According to Jane de Lozey, joint head of the fraud business area for the SFO, schemes under investigation have targeted investors seeking high returns or to release money from their pensions, putting around £200m at risk.

The main areas for investors to watch out for are unregulated collective investment schemes (Ucis) and pension liberation schemes, deemed illegal by the high court last year, that offer a cash incentive to release a pension before the legally approved age of 55.

While not all Ucis are bad, the risk of entering one is that while it may offer higher returns than traditional investments, there is no coverage from the Financial Services Compensation Scheme (FSCS) if things go wrong.

However Philip Bray, marketing and relationship manager of Investment Sense, says this practice is clearly against HMRC rules as the member is benefiting personally from the investment, when any investment should be entirely for the Sipp's benefit. "We would suggest that any investor who is offered a personal incentive as a way of accessing their pension before the age of 55 remembers that they are breaking HMRC rules and could end up having to pay hefty tax charges as well as putting their future retirement income in danger," he adds.

While loans to a third party are allowed in a Sipp, if any funds are lent to members or people connected to them, this could result in a tax charge of between 55 and 70 per cent of the loan.

Due diligence

The Association of Member Directed Pension Schemes has recommended that investors sign a declaration to the provider that they are not receiving incentives for entering an investment.

Andrew Roberts, chairman of Amps, and partner at Barnett Waddingham, said: "One way around this is to ask for a sign-off that no money is being received for entering a particular investment.

"If you are receiving cash back from a pension scheme, you need to be discussing that with your pension provider to ensure that it is legitimate."

Sipp providers have also stepped in and are trying to support investors on this by conducting their own due diligence, and using firms such as the SIPP Investment Platform to assess funds.

Mr Roberts said Barnett Waddingham had turned down requests for investments in forestry, carbon credits, fractional land ownership and overseas property in the past 12 months.

He said investors should look out for who is behind the Ucis they are investing in, what is its history and investment and exit strategy, adding: "If you have £50,000 in your pension fund, you may be able to go into a forestry fund, but you have to question if you want your whole fund to go down to zero."

Mis-selling of Sipps

Investors are being warned to be wary of alternative investments marketed by unregulated firms, including those based overseas, which are complex or look 'too good to be true' guaranteeing high, often double-digit, returns. Always check whether the investment is regulated in the UK by the Financial Services Authority (FSA) and whether the advice to make such an investment comes from a regulated UK adviser.

"Our experience tells us that the speculative nature of these schemes, which seem to usually involve property, bio-fuels, or land, means that they are unsuitable for the vast majority of investors and are often marketed to people who have little or no investment experience. The people selling these schemes are rarely regulated and often play on an investor's mistrust of pensions, the volatility of stock markets, often promising double-digit, guaranteed, returns; which may seem irresistible to an inexperienced investor," says Mr Bray.

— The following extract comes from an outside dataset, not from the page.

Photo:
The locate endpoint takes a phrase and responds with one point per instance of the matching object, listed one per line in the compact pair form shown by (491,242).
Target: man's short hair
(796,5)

The FSA is conducting a thematic review of Sipps, with findings to be released in the next couple of months. Fraud is one aspect the regulator will be looking at.

Mr Bray said: "Worryingly we have seen examples of people being persuaded to transfer valuable final salary or defined benefit pensions into a Sipp so that they can then make 'alternative' investments. The FSA's stance is that it is rarely in the interests of a member to transfer out of such highly secure pensions and that any advice to do so should be treated with the utmost scepticism."